Dallas Wine Opener, Fundraiser for Local CF Chapter, Set for Friday Night
The Northeast Texas chapter of the Cystic Fibrosis Foundation (CFF) is holding its 2018 Dallas Wine Opener on Friday night, May 4, to raise money for cystic fibrosis research and improve the lives of patients and caregivers.
The annual “cocktail attire” event is a gathering of more than 500 business leaders and philanthropists.
Participants get a chance to taste top American and international wines and fine cuisine. They can also take part in silent and live auctions for items that include wine, restaurant dining, travel, art, and other gifts. Funds from the auctions benefit CF research.
Live music will be provided by Lynne Cadena and the Southern Couch Band.

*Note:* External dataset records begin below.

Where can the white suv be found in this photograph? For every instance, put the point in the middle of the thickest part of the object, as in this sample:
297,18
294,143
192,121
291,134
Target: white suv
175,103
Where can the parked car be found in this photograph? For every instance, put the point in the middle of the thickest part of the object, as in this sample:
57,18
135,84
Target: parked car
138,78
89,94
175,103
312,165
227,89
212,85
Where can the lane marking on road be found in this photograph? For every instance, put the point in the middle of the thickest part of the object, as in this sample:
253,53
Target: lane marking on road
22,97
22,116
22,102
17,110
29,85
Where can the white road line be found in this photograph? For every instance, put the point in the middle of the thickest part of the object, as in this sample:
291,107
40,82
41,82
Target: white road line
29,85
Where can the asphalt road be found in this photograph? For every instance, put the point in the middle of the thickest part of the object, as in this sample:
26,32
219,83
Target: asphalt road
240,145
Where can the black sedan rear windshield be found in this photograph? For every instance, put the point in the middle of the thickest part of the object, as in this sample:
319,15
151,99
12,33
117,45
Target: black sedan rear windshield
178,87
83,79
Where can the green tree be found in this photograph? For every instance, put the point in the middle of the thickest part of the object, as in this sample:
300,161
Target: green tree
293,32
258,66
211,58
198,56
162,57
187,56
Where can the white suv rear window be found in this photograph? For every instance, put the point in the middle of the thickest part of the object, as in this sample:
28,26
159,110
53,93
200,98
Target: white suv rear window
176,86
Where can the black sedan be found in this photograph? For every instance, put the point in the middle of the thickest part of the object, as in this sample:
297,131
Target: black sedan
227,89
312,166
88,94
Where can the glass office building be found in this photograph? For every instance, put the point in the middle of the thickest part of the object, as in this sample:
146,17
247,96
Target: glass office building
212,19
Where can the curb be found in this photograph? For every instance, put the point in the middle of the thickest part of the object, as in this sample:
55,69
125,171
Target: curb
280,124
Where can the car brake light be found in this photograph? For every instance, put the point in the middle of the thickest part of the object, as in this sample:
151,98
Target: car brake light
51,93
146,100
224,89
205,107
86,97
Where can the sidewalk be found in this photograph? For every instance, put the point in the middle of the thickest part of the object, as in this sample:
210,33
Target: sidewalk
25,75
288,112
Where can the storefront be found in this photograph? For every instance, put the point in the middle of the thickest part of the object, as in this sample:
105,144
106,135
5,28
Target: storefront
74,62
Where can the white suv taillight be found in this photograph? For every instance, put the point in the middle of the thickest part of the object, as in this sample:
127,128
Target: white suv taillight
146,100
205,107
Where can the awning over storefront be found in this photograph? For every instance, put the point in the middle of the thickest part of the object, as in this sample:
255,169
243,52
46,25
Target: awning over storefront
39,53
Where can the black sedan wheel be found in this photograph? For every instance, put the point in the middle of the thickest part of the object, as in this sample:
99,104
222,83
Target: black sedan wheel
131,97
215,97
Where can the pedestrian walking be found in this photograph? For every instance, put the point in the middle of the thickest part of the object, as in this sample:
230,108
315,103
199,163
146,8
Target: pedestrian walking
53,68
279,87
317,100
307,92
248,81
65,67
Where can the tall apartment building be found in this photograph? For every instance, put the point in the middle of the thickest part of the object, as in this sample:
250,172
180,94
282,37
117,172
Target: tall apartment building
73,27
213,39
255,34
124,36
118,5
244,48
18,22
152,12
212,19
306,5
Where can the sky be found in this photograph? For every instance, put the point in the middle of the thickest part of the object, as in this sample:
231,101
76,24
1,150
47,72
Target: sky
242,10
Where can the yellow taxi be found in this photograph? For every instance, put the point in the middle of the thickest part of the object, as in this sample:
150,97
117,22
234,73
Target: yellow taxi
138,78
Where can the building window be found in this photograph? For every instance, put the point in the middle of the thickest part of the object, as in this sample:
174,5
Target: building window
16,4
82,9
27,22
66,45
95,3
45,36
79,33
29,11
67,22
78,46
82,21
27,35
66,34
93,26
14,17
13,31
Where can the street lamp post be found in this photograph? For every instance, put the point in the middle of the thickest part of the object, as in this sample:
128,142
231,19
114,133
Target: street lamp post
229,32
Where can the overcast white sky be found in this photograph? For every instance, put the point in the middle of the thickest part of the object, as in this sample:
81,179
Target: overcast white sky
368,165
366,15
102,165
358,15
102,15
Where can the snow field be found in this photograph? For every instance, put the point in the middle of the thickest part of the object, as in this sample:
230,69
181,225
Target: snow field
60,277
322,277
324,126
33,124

“When parents today learn that their child has CF, they also learn there are many reasons to have hope,” Preston W. Campbell III, president and CEO of CFF, said in a release provided to Cystic Fibrosis News Today.
“Thanks to advances in research and care, many children with CF will grow into adults and follow their dreams — attending college, pursuing careers, and having families of their own. The progress we have made together is nothing short of astounding,” Campbell said.
Regular tickets to the event, which runs from 7 to 11 p.m., at the Empire Room in Dallas are $100. The price covers admission, a souvenir wine glass, food and beverage tastings, and live entertainment.
VIP tickets are $150. They cover all the benefits of a regular ticket plus early arrival with a special musical guest, access to a VIP section and bar, and a reserved seat.
A table sponsorship of $5,000 or more provides guests with a chef who will prepare a special dish at the table, along with a rare Bordeaux wine. Other levels of sponsorship are also available.
All guests have access to the silent and live auctions.
Tickets can be purchased using this link.
Since germs can take a serious toll on CF patients, the event has a special infection control policy. Everyone is asked to clean their hands with soap and water or with an alcohol-based hand gel, and to cover their cough or sneeze with a tissue or their inner elbow.